One can hardly suppose that the defendant would encourage its dealers to make instalment sales to hopelessly impecunious purchasers by agreeing to pay its dealers their full commission on each sale when “completed” as defined in the contract. That it had no such intention is evident from “Sales Instructions” which it is stipulated were issued by the defendant and notified to the plaintiffs from time to time during the lives of their contracts advising the plaintiffs that since 1937 it had always been the defendant’s practice “ * * * to charge back commissions in the event of being required to repossess.” And the plaintiffs for years agreed to this practice.

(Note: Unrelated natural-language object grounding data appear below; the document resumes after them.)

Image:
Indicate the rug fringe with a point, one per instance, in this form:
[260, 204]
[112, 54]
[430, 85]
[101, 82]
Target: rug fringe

It was part of the contracts by inclusion by reference as well as by practical interpretation of the parties. Under these circumstances if it was error for the court below to base its conclusion solely on local practice instead of using local practice as a makeweight for its conclusion, the error was harmless.

Very similar considerations serve to refute the appellants’ contentions that the court below misconstrued other provisions of the contracts. Detailed consideration of the contracts, the court’s construction of them, the stipulated facts with respect to the conduct of the parties under them and the appellants’ arguments would serve only to expand this opinion out of proportion to the seriousness of the issues tendered. It will suffice to say that an examination of the contracts in the light of the evidence discloses that the court below did not err in its interpretation.

The appellants’ further contentions deserve only brief notice.

Their contention that the court’s reference to the auditor was broader in scope than the reference to which they had agreed in the stipulation comes to nothing. The scope of any reference is within the sound discretion of the appointing court, and it cannot for a moment be said that the court in this case abused its discretion.

We cannot pass upon the appellants’ further contention that the court below erred in approving the auditor’s report for the reason that there is no sound factual basis for his findings and conclusions because the evidence before the auditor is not included in the appellants’ record appendix.

Their contention that the court below violated Rule 52(a), Fed.R.Civ.P., 28 U.S.C.A. by failing to make findings of fact of its own also comes to nothing, for the Rule specifically provides that the “findings of a master, to the extent that the court adopts them, shall be considered as the findings of the court.” Nor is there any substance to the appellants’ contention that the.court erred in requiring them to pay the auditor’s fee. Rule 53(a), Fed.R.Civ.P. provides: “The compensation to be allowed to a master shall be fixed by the court, and shall be charged upon such of the parties or paid out of any fund or subject matter of the action, which is in the custody and control of the court as the court may direct.” E. I. Du Pont De Nemours & Co. v. Purofied Down Products Corp., 176 F.Supp. 688, 701 (S.D.N.Y.1959). There is no evidence in the record to support the appellants’ bald assertion that the defendant’s records were so poorly kept that the auditor had to spend more time than necessary to strike the accounts so that in consequence his fee was larger than necessary.

Judgment will be entered affirming the judgment of the District Court. 
      
      . The parties stipulated as follows: “The practice of charging back commissions in case of repossessions has been generally used by other appliance distributors in Puerto Rico. Plaintiffs do contend as against said evidence that this fact is immaterial to the cases at bar.”
     
      
      . Rule 53(a) provides: “As used in these rules the word ‘master’ includes a referee, an auditor, and an examiner.”